Abstract

Staff at the North Carolina Department of Transportation (NCDOT) have close control over each highway construction project until the construction contract is let; thereafter, the contractor manages the pace of work, which dictates the flow of payments. These payments make up about one-third of all NCDOT expenditures, so reliable forecasts are important in programming and in cash management. With no other means to predict the pace of construction through the duration of the contract, NCDOT must rely on statistical analyses of past payments to forecast future payments to contractors. Dye Management Group, Inc., which was retained by NCDOT to implement cash management strategies at the department, designed two statistical models of payments to contractors: the first to estimate payments on individual contracts, or the “payout curve,” and the second to estimate total payments made under all contracts in a month.
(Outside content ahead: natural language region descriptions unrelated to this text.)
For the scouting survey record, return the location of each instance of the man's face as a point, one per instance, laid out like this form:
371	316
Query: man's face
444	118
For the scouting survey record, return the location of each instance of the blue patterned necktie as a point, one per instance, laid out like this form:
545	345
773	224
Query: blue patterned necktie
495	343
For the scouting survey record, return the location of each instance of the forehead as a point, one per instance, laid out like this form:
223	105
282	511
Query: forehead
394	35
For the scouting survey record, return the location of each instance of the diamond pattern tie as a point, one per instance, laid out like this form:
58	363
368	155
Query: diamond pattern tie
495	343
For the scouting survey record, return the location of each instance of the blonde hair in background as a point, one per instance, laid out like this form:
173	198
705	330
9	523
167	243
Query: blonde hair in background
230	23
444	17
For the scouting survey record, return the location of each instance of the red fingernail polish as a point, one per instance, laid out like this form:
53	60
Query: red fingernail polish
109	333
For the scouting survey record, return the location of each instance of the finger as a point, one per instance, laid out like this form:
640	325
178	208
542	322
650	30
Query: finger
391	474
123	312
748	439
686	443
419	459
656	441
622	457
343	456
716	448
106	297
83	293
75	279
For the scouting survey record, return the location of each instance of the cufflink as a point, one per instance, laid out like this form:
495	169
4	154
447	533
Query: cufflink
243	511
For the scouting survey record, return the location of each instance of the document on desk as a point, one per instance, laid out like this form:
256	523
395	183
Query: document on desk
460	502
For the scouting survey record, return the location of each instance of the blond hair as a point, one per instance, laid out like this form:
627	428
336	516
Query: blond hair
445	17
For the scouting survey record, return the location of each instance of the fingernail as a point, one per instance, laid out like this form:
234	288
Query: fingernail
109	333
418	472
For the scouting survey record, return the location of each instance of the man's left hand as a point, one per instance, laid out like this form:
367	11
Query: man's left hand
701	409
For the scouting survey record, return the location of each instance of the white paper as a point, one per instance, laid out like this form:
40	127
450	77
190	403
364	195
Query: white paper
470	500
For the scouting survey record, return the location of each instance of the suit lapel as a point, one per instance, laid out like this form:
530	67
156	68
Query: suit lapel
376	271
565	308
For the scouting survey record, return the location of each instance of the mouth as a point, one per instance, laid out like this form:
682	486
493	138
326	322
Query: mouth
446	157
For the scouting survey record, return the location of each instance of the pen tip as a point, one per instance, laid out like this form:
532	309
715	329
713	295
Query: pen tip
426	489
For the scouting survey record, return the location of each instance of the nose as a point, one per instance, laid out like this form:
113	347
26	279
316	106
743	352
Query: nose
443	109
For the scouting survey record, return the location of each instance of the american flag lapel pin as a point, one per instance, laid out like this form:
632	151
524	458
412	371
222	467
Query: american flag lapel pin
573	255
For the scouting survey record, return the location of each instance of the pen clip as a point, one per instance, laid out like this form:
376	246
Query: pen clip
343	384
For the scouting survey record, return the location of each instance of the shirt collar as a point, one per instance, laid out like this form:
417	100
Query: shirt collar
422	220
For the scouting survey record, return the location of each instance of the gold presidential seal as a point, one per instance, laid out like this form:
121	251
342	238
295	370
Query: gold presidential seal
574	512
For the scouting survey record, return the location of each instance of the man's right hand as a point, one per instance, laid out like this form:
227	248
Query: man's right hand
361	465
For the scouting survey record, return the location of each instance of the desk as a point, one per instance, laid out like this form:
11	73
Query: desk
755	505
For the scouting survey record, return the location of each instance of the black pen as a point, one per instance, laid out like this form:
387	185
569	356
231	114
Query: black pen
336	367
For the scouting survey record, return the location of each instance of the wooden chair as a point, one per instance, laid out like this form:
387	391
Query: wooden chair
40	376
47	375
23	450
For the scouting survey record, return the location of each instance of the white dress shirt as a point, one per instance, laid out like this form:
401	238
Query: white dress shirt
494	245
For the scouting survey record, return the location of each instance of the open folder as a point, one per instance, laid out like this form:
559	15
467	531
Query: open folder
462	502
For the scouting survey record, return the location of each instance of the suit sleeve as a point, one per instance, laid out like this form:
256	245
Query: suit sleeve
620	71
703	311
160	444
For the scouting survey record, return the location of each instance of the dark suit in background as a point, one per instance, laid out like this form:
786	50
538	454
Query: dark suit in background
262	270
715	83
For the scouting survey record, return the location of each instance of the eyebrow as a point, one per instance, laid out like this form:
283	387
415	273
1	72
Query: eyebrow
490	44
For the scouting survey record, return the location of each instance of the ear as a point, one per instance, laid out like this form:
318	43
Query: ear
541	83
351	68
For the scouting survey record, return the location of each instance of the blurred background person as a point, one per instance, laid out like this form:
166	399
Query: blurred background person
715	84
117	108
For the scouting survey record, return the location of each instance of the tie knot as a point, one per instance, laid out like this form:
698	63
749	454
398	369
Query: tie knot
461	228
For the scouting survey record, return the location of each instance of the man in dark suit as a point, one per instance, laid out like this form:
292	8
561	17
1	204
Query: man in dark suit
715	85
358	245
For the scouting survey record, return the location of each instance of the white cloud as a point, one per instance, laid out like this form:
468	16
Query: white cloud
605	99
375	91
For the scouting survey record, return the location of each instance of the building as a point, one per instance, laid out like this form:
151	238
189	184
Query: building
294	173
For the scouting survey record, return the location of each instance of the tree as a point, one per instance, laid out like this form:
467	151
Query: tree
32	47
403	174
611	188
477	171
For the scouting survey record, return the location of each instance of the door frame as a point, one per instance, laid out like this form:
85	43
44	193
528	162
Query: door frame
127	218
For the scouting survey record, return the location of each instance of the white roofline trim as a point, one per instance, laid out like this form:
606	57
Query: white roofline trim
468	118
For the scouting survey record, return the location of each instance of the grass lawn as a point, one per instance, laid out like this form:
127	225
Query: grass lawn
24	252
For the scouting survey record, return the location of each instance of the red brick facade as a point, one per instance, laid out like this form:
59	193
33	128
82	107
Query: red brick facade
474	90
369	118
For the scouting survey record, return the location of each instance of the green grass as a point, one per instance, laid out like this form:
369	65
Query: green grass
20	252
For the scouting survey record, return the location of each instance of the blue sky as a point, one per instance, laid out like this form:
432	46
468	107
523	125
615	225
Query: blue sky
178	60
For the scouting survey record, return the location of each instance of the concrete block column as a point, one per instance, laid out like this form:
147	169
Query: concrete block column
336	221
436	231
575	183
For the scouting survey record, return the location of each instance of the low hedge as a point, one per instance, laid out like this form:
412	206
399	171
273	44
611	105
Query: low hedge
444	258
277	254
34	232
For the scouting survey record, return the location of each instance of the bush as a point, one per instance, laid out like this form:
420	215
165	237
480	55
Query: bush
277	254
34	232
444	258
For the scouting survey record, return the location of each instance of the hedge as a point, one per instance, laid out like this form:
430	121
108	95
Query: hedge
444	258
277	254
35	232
The parameters in both models were initially estimated with data from 4,128 payments made under 336 highway construction contracts completed between August 2000 and June 2002. The first model achieved an adjusted R2 of .93. Although it was useful to engineers in managing individual projects, the model required awkward specifications of seasonal effects to forecast aggregate cash flows. Seasonality was simply accommodated in the second model, which achieved an adjusted R2 of .92. Dye Management Group and NCDOT have operated the second model for more than 2 years and, with a database that has grown to more than 11,000 monthly payments, have consistently achieved mean absolute percentages of error under 10%.